Havia começado minha viagem uma semana atrás saíndo de Brasília, o Paraguai foi uma experiência muito intensa por tudo que vivi com sua gente, sua cultura, sua resistência e pelos Sonhos, como o que tive 2 semanas antes de começar a viagem; estava eu no sonho, de frente para o Rio Doce, com as aguas negras como a noite, na margem do lado da ilha dos araújos, bairro aqui da minha Governador Valadares onde cresci meus primeiros tempos de vida, eu tinha que atravessar o Rio, era a noite e a balsa tinha acabado de sair, eu olhei pra outra margem que era o outro país que tinha que chegar e me joguei na água, balancei no redemunho da água noturna, meu grande amigo irmão Victor pernambucano que faz letras espanhol também lá na unb, que viajamos eu, ele e meu outro grande amigo Fábio, de La Paz na Bolívia até Belém do Pará em Janeiro desse ano, cortando a gigantesca amazônia, Vitão me jogou um salva vidas! Eis que cheguei ao outro lado, estava no Paraguai. 

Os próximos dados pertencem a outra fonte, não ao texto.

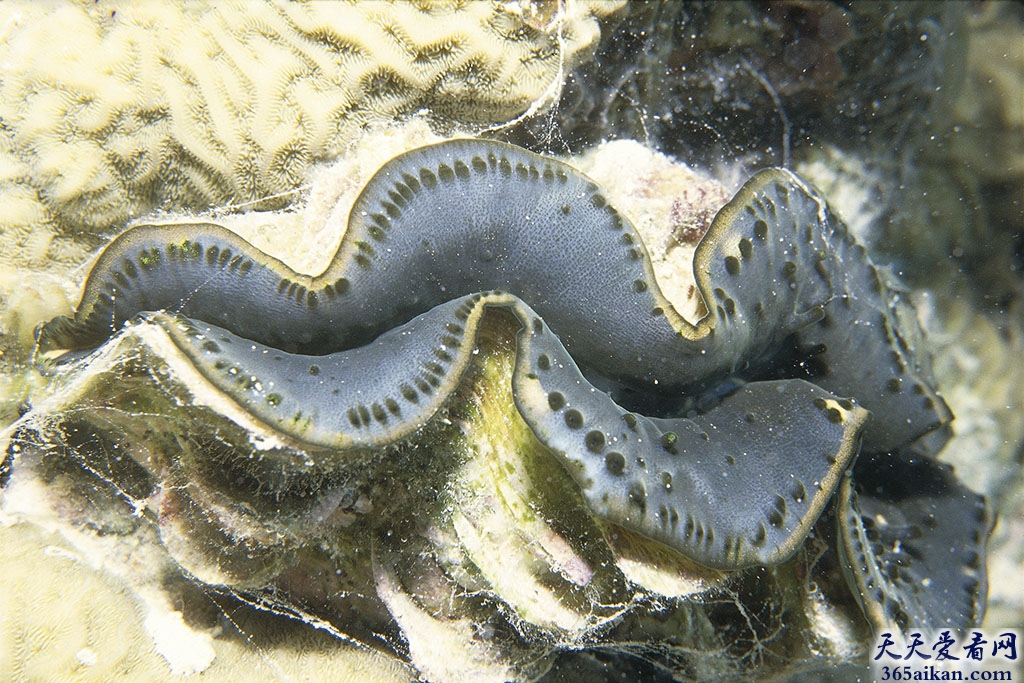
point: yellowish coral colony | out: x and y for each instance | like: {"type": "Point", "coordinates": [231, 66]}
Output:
{"type": "Point", "coordinates": [485, 437]}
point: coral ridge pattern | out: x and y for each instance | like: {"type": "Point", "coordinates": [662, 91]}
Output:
{"type": "Point", "coordinates": [805, 353]}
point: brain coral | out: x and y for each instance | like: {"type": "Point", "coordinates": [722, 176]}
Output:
{"type": "Point", "coordinates": [165, 105]}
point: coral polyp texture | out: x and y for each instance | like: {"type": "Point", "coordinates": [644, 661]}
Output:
{"type": "Point", "coordinates": [488, 383]}
{"type": "Point", "coordinates": [139, 107]}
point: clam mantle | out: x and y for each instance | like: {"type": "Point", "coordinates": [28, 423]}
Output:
{"type": "Point", "coordinates": [802, 338]}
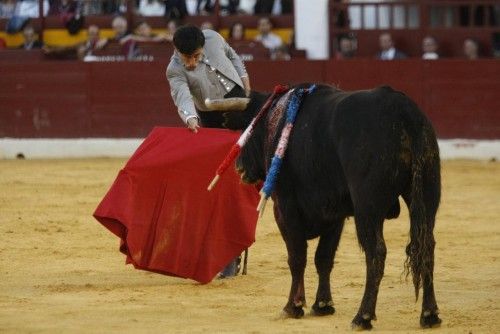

Caminhei pelas ruas do Paraguai, sabia que tinha algum tempo antes de partir  de novo dalí daquele ponto de chegada, caminhei em uns becos estreitos como os de alguns bairros da periferia de Valadares de frente para o Rio, para a ilha, logo mais a frente encontrei um lugar mais ao fundo, uma arvoré e várias pessoas conversando, escuro. Em pouco tempo eu brigava com um amigo de Brasília, que por aqueles tempos do sonho, andavamos mesmo na realidade meio que prestes a brigar por bobagem, um amigo, brigamos um pouco e pronto, foi como um desabafo a briga,  eu o joguei com uma força enorme ao outro lado e acabou, voltei caminhando pelos corredores entre casa, no meio do caminho lembrei que estava sem o passaporte, que o passaporte havia ficado com o meu amigo da briga, pensei, como vou pegar o barco para atravessar de novo o rio, segui caminhando preocupado, logo cheguei ao embarque onde havia chegado nadando, era de madrugada, era a última balsa, eu estava sem o passaporte e não podia sair do país, eu querendo pular a barreira e entrar na balsa ou pular na água, uma policial e um policial atraz de mim, eu olhei e vi em seus olhos que eles sabiam da minha vontade de pular e me pegariam antes que eu saltasse, apagou-se, não lembro se pulei; estou meio que deitado, é de dia,  primeiro me vejo como que navegando chegando a uma grande cidade e logo estou dentro de um coletivo olhando para os prédios altos, estou na Colômbia, a Colômbia é muito diferente do que eu pensava, quantos prédios altos, olho as ruas, penso em quanto a Colômbia é diferente do que eu pensava. Acordei.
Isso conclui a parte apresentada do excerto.